Ma rappresenta anche un dolore antico e un’antica barbarie: l’uso del corpo delle donne come strumento di sottomissione al Potere. Dall’antichità ad oggi.
Il corpo delle donne come terreno di guerra.
Il corpo delle donne come campo di battaglia.
“Ti sbatto per terra e ti violento, ora” è stato comunicato alla donna come un proclama, un editto, una regola a cui sottostare, un’azione di guerra. Come una necessità a cui quel poliziotto non può sottrarsi per amore del dovere.

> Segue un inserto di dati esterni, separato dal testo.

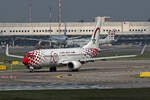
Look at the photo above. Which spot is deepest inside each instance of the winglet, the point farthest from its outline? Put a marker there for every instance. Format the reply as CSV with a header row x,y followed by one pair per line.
x,y
6,52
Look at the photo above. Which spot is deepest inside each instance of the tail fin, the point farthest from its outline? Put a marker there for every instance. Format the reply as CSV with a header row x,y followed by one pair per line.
x,y
65,31
94,42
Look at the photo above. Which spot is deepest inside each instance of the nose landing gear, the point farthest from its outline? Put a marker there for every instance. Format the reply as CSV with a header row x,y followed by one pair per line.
x,y
31,69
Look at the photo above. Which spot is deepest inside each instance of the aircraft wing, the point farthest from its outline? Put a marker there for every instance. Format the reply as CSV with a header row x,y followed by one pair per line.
x,y
104,58
33,39
9,55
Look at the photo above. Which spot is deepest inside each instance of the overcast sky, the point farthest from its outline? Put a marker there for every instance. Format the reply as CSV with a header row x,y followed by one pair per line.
x,y
73,10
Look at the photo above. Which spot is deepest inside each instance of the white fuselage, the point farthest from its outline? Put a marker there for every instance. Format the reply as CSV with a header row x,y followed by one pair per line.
x,y
49,57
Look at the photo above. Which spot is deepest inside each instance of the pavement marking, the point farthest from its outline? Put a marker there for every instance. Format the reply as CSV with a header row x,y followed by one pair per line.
x,y
59,76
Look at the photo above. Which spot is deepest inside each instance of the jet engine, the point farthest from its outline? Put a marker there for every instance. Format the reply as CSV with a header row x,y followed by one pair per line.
x,y
74,66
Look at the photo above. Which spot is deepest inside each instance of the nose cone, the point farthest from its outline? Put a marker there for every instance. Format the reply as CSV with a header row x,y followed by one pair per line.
x,y
25,60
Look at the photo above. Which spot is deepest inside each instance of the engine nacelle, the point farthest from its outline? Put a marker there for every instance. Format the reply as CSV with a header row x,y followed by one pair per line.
x,y
74,65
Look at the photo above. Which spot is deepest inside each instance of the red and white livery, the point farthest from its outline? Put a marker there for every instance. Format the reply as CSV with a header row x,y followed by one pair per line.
x,y
71,57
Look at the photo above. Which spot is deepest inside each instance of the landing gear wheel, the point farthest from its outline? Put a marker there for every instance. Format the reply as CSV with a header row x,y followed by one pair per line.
x,y
31,69
52,69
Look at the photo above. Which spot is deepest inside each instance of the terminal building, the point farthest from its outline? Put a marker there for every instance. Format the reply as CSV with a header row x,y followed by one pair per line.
x,y
126,31
74,28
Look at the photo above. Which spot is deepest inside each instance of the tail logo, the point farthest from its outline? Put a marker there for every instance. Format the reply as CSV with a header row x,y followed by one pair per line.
x,y
94,40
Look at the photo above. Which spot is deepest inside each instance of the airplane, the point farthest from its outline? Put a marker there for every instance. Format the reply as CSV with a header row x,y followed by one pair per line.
x,y
71,57
110,38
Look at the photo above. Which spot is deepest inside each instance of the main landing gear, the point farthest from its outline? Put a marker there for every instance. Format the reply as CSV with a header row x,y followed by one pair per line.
x,y
53,69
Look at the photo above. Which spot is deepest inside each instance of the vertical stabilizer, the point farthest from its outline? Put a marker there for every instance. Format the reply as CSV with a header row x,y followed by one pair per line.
x,y
94,42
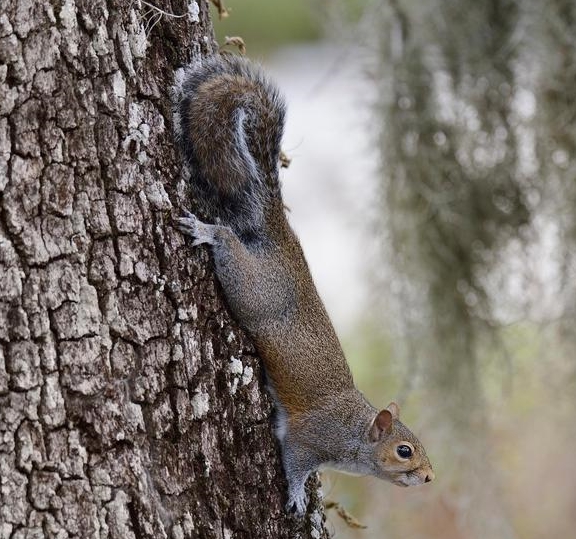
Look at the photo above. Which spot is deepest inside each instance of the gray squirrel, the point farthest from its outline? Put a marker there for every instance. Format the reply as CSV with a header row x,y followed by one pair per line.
x,y
229,121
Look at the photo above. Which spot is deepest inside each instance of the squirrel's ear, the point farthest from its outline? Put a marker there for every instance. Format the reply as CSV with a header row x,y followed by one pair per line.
x,y
382,425
394,409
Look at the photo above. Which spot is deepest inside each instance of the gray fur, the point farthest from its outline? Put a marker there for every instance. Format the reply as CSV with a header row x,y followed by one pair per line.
x,y
226,104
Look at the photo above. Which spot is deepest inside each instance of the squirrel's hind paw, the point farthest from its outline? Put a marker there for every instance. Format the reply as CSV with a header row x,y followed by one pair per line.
x,y
193,227
297,503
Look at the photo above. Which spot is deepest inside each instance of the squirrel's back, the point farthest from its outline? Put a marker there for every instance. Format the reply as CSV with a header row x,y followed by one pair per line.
x,y
229,121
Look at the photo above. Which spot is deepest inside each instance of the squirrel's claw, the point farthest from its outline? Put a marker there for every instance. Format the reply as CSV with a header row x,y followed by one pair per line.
x,y
297,504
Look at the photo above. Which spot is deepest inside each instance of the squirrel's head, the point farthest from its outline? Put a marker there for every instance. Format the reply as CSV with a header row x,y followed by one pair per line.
x,y
398,455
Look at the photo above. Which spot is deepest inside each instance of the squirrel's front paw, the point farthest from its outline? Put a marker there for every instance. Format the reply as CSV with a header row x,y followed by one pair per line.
x,y
297,503
192,226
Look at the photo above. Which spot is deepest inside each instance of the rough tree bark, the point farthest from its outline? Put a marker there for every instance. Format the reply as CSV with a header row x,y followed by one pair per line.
x,y
131,406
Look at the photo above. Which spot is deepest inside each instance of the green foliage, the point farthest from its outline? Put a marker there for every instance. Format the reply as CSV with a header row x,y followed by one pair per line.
x,y
265,25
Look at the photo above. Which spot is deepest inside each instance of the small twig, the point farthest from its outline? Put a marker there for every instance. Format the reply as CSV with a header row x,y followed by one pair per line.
x,y
222,11
162,12
154,15
284,160
236,41
350,520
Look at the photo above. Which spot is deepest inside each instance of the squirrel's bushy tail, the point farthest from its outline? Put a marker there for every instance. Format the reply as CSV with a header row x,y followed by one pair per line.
x,y
229,121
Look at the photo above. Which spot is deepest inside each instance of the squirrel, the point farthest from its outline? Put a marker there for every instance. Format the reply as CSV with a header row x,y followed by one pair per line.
x,y
229,121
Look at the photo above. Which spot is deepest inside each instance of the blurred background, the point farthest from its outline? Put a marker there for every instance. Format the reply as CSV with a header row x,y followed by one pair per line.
x,y
433,186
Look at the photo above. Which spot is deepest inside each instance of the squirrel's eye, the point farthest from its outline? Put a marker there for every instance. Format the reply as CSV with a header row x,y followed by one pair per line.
x,y
404,452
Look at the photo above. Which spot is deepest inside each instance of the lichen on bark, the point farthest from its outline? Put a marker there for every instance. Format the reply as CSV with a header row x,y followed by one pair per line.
x,y
131,405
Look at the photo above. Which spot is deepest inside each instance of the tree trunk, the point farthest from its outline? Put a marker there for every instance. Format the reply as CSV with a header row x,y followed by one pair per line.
x,y
131,405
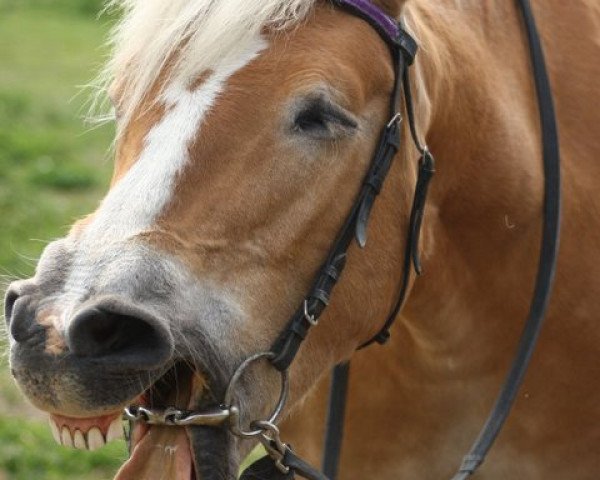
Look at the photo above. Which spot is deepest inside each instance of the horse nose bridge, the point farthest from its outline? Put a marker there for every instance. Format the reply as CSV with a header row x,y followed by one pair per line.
x,y
118,332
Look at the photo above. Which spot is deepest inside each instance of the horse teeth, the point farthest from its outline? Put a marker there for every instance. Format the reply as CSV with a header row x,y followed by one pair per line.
x,y
55,431
115,430
66,438
79,440
95,439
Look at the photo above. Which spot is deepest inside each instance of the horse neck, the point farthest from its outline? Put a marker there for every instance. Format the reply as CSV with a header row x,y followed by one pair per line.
x,y
481,233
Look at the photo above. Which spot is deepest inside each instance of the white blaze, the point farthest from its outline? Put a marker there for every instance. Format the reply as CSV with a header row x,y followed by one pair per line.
x,y
136,201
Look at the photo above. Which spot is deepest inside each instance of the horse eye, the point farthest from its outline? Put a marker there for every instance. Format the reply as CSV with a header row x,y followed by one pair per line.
x,y
323,120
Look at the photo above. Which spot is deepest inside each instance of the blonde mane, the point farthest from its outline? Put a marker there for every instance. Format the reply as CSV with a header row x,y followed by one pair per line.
x,y
202,33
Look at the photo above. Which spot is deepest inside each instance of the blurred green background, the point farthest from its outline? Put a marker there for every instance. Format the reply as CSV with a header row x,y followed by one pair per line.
x,y
53,169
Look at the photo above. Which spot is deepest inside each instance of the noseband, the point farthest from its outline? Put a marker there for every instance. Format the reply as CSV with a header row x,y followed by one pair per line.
x,y
281,462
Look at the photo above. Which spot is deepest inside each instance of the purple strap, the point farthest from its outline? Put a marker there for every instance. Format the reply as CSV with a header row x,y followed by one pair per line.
x,y
369,9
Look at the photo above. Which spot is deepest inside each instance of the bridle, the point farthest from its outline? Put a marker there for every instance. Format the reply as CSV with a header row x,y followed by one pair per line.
x,y
281,462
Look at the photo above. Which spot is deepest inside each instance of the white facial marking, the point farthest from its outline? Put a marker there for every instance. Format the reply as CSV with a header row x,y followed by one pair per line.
x,y
135,202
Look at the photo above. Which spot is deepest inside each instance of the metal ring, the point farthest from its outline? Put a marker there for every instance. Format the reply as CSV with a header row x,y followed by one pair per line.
x,y
236,425
397,118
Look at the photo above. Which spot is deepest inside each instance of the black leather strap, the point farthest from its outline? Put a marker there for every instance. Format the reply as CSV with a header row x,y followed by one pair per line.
x,y
308,313
334,433
548,255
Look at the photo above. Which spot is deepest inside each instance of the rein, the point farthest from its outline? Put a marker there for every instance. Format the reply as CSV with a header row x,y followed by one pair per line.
x,y
281,462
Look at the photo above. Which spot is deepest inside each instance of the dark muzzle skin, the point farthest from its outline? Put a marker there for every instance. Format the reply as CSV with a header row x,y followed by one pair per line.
x,y
109,349
88,336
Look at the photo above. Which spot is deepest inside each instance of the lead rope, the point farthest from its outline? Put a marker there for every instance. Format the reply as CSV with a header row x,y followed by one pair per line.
x,y
548,256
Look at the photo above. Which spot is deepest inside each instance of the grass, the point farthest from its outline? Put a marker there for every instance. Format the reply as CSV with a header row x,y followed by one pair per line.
x,y
52,171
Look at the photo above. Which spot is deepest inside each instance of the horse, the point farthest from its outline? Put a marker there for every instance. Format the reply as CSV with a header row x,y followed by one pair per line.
x,y
244,131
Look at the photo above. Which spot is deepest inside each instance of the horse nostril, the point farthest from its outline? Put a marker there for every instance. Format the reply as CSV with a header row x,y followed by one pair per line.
x,y
127,339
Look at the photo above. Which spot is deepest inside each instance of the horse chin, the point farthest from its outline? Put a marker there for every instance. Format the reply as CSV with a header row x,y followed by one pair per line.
x,y
162,452
158,453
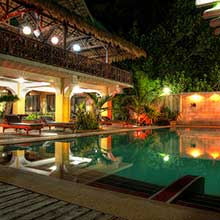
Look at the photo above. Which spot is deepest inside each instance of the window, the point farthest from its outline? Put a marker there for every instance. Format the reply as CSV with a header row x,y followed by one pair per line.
x,y
32,103
51,103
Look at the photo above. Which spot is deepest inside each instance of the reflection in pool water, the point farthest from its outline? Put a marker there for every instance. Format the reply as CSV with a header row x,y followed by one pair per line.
x,y
158,157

Una prassi d’ufficio.
Nell’emanare il suo “proclama” il poliziotto sembra voler rivestire e ripulire la sua azione come fosse una “necessità istituzionale”. Avvisa la donna. La prepara all’atto.
E quel “Sì, signore” fa venire la pelle d’oca. Perché lei, quella mia sorella, non ha alternative. In quel momento lei è annullata come donna, come essere umano. Sa di non esistere. In quel momento lei non c’è più. Spero che la sua anima, la sua mente, le sue emozioni possano sopravvivere a una simile barbarie.

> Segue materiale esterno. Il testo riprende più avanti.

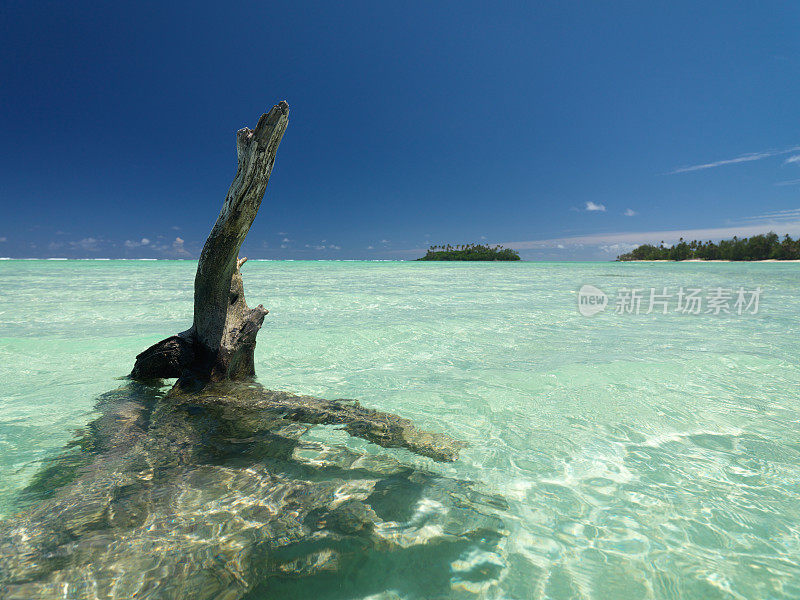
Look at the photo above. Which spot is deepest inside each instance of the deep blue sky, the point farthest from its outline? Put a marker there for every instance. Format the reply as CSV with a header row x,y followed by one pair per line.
x,y
410,124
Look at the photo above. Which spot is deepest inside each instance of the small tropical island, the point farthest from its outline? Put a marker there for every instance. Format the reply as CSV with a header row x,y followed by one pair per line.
x,y
758,247
470,252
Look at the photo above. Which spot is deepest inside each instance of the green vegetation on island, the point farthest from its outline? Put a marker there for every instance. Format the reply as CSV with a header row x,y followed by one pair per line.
x,y
759,247
470,252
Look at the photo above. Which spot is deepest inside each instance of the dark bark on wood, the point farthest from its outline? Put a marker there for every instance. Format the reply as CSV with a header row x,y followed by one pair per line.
x,y
221,342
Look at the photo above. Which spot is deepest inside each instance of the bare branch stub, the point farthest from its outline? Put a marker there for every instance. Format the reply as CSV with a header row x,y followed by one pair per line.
x,y
221,341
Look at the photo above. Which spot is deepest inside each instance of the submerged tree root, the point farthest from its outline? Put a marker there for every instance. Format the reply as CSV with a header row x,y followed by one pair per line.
x,y
214,494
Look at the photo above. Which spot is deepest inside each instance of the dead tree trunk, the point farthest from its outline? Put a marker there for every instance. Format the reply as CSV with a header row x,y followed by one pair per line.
x,y
222,339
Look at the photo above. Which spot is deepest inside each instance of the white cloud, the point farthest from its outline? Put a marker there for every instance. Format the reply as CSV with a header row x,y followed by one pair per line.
x,y
89,243
731,161
178,249
132,244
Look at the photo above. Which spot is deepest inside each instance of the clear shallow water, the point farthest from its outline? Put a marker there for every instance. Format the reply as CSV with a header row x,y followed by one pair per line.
x,y
649,456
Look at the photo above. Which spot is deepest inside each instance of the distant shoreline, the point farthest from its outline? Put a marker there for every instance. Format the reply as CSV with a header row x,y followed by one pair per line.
x,y
709,260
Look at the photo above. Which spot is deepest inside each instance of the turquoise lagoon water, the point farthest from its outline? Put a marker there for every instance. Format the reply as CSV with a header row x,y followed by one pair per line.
x,y
641,456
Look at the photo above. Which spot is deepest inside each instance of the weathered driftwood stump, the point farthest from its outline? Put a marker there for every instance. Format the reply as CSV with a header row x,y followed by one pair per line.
x,y
221,341
210,491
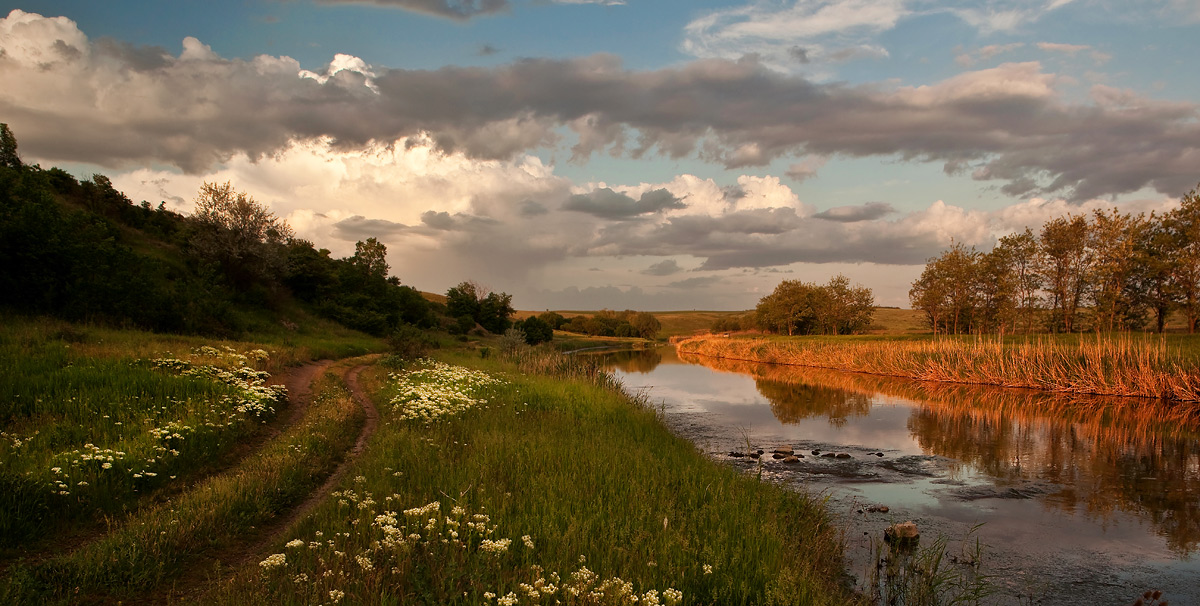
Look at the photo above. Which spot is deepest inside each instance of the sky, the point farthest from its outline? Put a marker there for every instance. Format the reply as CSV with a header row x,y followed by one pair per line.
x,y
636,154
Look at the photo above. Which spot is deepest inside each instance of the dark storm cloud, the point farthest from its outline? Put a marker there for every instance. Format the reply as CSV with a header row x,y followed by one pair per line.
x,y
532,209
869,211
459,10
141,59
456,222
1006,124
665,268
769,238
695,282
360,228
606,203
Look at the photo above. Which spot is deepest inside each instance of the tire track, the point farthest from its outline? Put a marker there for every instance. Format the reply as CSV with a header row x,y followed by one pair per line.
x,y
222,565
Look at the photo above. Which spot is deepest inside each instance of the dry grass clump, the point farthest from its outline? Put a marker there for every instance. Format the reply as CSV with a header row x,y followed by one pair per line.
x,y
1105,366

E come lei, tante altre DONNE TURCHE oggetto di VIOLENZA SESSUALE intesa dai poliziotti come ATTO PUNITIVO.
Molto comodo per certi “uomini” vestirsi con l’abito della sedicente legalità per compiere violenze sessuali.
E intanto, l’Italia e il mondo guardano. In silenzio.
Un silenzio più esplosivo di una bomba.